Although insurers strongly oppose provider consolidation, particularly when it leads to monopolies in the market, some of their actions are actually exacerbating the problem.
For example, insurers often treat large hospitals with a less adversarial approach than smaller hospitals, including agreeing to higher reimbursement charges, Barak Richman, professor at Duke University School of Law, said Thursday at a House hearing.
"Insurers all-too-often become co-conspirators with provider monopolists, agreeing to exclusive agreements that protect both themselves and monopolists but unforgivingly gouge consumers," Richman said.
Part of the problem is insurers "appear inadequately incentivized" to lower costs and are "significantly constrained" from implementing contractual and administrative measures to contain costs, he explained.
Richman told the lawmakers there's an "urgent need to recognize the unusually serious consequences, for both consumers and the general welfare, of leaving insured healthcare consumers exposed to monopolized healthcare markets."

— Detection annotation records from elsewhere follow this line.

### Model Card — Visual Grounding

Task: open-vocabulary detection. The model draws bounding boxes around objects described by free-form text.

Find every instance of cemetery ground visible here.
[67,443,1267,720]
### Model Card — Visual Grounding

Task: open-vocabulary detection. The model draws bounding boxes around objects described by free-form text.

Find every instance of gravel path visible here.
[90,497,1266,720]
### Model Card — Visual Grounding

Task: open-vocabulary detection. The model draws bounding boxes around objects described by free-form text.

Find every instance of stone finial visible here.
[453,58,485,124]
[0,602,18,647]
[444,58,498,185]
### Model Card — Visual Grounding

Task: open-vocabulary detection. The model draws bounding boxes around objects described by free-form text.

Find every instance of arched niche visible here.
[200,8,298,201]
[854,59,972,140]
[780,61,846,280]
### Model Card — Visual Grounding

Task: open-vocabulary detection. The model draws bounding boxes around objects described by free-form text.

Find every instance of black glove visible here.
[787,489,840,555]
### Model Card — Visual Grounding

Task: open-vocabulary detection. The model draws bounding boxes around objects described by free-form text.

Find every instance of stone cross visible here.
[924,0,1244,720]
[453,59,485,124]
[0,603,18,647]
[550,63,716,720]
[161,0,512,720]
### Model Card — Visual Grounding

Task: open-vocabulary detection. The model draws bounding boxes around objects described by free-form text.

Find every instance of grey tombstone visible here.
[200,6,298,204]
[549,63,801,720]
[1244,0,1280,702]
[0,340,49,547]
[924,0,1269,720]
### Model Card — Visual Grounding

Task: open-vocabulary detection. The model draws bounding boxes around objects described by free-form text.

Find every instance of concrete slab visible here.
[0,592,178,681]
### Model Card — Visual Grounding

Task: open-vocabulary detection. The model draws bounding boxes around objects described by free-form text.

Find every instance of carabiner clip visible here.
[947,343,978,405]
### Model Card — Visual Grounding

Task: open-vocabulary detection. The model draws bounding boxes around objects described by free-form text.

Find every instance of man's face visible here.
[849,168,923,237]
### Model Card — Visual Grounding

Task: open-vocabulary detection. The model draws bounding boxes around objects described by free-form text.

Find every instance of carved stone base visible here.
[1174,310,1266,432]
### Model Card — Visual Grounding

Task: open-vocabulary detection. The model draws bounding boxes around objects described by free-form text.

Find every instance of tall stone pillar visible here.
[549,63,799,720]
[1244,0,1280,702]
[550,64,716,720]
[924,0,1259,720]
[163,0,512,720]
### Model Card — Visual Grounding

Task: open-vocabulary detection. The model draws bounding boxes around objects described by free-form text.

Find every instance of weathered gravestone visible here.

Also testifying before the House Judiciary Committee, Joseph Miller, general counsel for America's Health Insurance Plans, said insurers favor a more competitive market and are taking steps toward achieving that goal.
"Vigorous competition among other participants in the health care system, including hospitals and physician practices, also is crucial to promoting a fair system that serves the best interests of consumers," Miller said. "Such competition--which is stifled in a growing number of markets by provider consolidation--is needed not only to create incentives for providers to control costs and increase efficiency, but also to promote quality improvements and innovation."